A good friend of mine said to me- “a feminist cannot have a daughter that wants to be a princess. You need to put a stop to that.”
And it got me thinking- do I really?
Women are educated in Romance
I named my daughter Aida, after the princess in the similarly titled opera by Giuseppe Verdi written about an Ethiopian Princess. Even if it is purely fictional, naming her Aida is mindful of what a powerful princess can do. That being said, I have a major challenge in accepting the Disney princess in particular. Aside from the fact it is a capitalistic commercial business unfairly targeting young children, is that it is educating girls in romance. Disney builds young girls’ romantic expectations that are both unrealistic and to their detriment. It shapes a dependency syndrome based on patriarchal norms that anchor us to expectations that someone else will provide, someone else will love us and someone else will ‘rescue us”, expectations that will inevitably culminate in bitter disappointment.
You Have to Earn it: Get your own tiara
Here is where I stand. You like the fluffy dress, the sparkly tiara and the shiny shoes, good for you. Enjoy! Everyone deserves to feel good and like how they look, especially you! And me! I love love love fashion. I love clothes and makeup. I love my spa days, my mani-pedis. I am certain as my daughter who grows up watching my fascination with cosmetics and fashion, will develop her own fascinations with beauty. Already, she wants some nail polish on her fingernails and a brush of eye shadow on her eyelids and I let her. I have no problem with her interest.
My only condition is, never do so for someone else, never for the male gaze. She is too young now of course but there are two things I hope to brainwash her with. If you want to dress up, put a ton of makeup on your face and paint your nails, among other things, make sure it is all for you, because it is fun. You enjoy it. And when you no longer enjoy it, whether it is for a day or for life, not doing all of that fine too. The second, unlike the Disney version of a makeover, there will be no fairy godmother, prince charming, king or queen giving you a tiara. You have to buy your bling yourself, no one will buy it for you. You are responsible for purchasing your own tiara and everything else that come with.

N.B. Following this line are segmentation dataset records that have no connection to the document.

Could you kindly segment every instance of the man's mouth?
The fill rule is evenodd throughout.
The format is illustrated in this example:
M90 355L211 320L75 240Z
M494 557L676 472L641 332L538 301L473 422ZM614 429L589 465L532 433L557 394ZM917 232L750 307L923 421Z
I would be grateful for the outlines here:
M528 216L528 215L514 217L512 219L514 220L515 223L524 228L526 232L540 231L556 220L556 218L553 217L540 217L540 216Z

There will be no Prince Charming: Get Ready to Rescue Yourself
Among the many disappointments in dependency peddled Disney is how it robs a woman’s agency to make her own choices. Each character (ofcourse there are exceptions- Merida(pixar?) and Tiana are worth a mention) is in a perpetual waiting game, waiting to be rescued, waiting for a prince to make her happy, waiting for a kiss, waiting for love, waiting for someone to ‘take her away’. Honey, prince charming will not be coming and if he does come, he will disappoint you. Rightly so. These fantasies make us pile up so much expectation and emotional baggage on one single person that we are incapable of making lasting partnerships. No one is going to rescue you, you have to rescue yourself and if someone decides to come for the ride, even better!
Speaking of Prince Charming: Gaston and Le’fou
One more thing that bothers me is how the male characters in the Disney movies are so limited in so many ways. Personality wise, you are stuck with the handsome but distant prince charming, the homicidal ego maniac that is Gaston and his idiotic sidekick Le’fou, the angry beast. Even with the more recent, progressive versions it is the reckless and unreliable Prince Naveen and Eugine in Tangeled. It speaks volumes about the expectations on how boys are socialized into men. My husband always likes to point out, the men in these movies are either utter morons or handsome but inaccessible and women’s expectations are based on that.
These limiting stereotypes concern me both for my son and my daughter in what they are expected to enact and expect in gender norms. It concerns me that for young boys who do not prescribe neither the stupid nor particularly handsome duality, all it leaves is the angry beast. That should scare us all. I have been informed that girls outgrow the princess phase by the age of five or six and I am all for letting my daughter explore in order to grow up to be what she wants to be. Knowing this is on record, a disclaimer is key here, specifically targeting my daughter.
Baby, if you manage to dig this up in the near future and throw it on my face in the event of inevitable disagreement, please note, I mean what I say. You can be anything you want to be but I do not have to like it. In fact, I know I will have a hard time as you make decisions I do not agree with, date boys and men I do not like and just simply be anything but a replica of me. I will do my best not to let it show too much. You choose to be you. That is agency and I will not take that away from you. Your current obsession with princesses is just one of many on the way and I am working to embrace that.